Grafana 7.0 follows community traces, lays groundwork for next steps

When DevClass spoke to Grafana’s VP of product and Prometheus maintainer Tom Wilkie earlier this month, he made sure to point out that 7.0 would be “the first release of Grafana that has metrics, logs and traces in one place”, offering users “to switch from logs to traces really easily”. 

And the open observability platform has done just that with its seventh major release, out today, which sees it finally throwing traces into the mix as well as introducing transformations and math operations for all data sources.

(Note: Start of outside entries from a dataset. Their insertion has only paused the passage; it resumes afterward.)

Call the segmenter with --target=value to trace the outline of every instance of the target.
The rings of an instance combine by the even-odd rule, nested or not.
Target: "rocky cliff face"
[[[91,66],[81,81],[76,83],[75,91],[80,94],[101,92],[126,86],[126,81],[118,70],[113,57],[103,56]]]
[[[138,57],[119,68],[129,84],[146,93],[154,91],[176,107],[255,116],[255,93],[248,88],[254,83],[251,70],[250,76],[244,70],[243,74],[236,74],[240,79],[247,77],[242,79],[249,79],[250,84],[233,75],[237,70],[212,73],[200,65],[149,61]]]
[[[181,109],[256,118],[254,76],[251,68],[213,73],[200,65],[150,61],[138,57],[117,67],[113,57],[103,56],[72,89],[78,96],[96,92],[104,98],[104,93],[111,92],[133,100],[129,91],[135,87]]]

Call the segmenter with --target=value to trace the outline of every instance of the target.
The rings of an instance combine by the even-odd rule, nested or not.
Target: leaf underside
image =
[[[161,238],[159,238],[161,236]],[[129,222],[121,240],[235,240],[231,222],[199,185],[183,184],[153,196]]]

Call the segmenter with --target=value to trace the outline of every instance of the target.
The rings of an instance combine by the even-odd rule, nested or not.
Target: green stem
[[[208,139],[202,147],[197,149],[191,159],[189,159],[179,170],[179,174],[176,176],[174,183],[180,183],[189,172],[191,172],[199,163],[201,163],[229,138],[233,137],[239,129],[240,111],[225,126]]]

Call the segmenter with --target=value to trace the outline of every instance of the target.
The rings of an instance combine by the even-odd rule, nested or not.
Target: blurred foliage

The addition of Zipkin, Loki and Jaeger support comes at the right time, with tracing slowly catching on in cloud native circles, and visualisation requests along those lines slowly trickling in. However, the capability was initially “driven by our own desires,” Wilkie told us, since the Grafana team, pretty much like the one building Prometheus, sees itself as one of its biggest users.

“And we’re really focusing, at least initially, on a kind of instant response workflow. We really want to make these kinds of transitions quick and easy. So when you get paged [at] 4am in the morning, you can do all of this in a bleary eyed state, and really kind of reduce that mean time to recovery.”

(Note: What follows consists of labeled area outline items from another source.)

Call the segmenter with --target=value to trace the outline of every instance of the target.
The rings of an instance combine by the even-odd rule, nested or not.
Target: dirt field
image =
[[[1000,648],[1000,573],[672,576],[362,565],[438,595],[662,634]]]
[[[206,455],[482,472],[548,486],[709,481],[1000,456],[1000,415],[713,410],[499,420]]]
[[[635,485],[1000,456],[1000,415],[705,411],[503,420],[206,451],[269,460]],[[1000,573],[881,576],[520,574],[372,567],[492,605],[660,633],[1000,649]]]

According to Wilkie, the new setup is meant to prevent people from unnecessary “copying and pasting and kind of manual translating”, which was needed in earlier versions and sometimes led to spending too long on the wrong thing.

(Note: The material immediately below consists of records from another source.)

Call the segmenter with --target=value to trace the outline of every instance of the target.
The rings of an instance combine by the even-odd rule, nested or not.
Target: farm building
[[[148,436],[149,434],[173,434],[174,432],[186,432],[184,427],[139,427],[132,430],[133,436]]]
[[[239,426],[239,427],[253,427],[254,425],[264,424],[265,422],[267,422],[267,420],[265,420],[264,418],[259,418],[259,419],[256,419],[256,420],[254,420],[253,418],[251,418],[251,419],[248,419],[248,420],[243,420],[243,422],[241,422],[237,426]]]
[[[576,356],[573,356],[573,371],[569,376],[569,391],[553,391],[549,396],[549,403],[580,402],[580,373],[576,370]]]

Another highly requested feature that finally made its way into the 7.0 release is a “rich query history” that also allows users to go through old queries and annotate them. The UI team, which is behind the enhancement, has been generally busy for this release, since it also comes with a redesigned UI for editing panels and a unified data model. The latter supposedly gets rid of disparate configurations that led to some grief in earlier versions by providing consistent options and behaviours throughout all panels.

Speaking of which, Grafana now also offers a panel inspector, “which allows you to dive into any panel in any query and see what happened – you can see the raw data, you can see timing information, but on a data source by data source basis” to get more information of what happened when. “We’ve done this for Loki as well”, Wilkie added, “you can go and see, what indexes were hit, and how much parallelisation was applied to the query”.

Enterprise users can also look forward to more insight on dashboard usage to find out which ones maybe aren’t needed anymore or look into a dashboard’s history to learn who made which modifications. Other new enterprise features allow users to see who else is looking at a dashboard, which can for instance help with coordination when working on incidents in that 4 o’clock scenario, and Okta/SAML team syncs.

While many still tend to think of Grafana only in combination with Prometheus, this isn’t exactly what Wilkie has in mind. Of course, there are integrations with Jaeger, Elastic, Graphite, and Zipkin as well, but this isn’t the end of the line. “In the future, we want to expand this so that everyone can have this experience. For our users, it’s about owning their own observability strategy – it’s about deciding what the right combination of technologies is for them and Grafana enabling that decision”.

To make that happen, a lot has changed under the hood, with Grafana for example now sporting an Apache Arrow-based data and plugin framework. It’s also the basis for new additions, such as the data transformation pipeline ops teams can use to join, filter, and pivot data, which has the added bonus of allowing simple maths operations across queries.

Another step into the “anti-consolidation” direction, as Wilkie calls it, is the addition of CloudWatch logs as a data source for Grafana, which was developed in partnership with Amazon. What comes next, is really up to the user base, if you ask Wilkie. Currently, the IoT space, such as monitoring wind turbine activity, and BI seem to peak customer interest here and there. And while this isn’t something the next release will definitely hit on, the team will definitely investigate it further, laying the groundwork for “the next big thing”.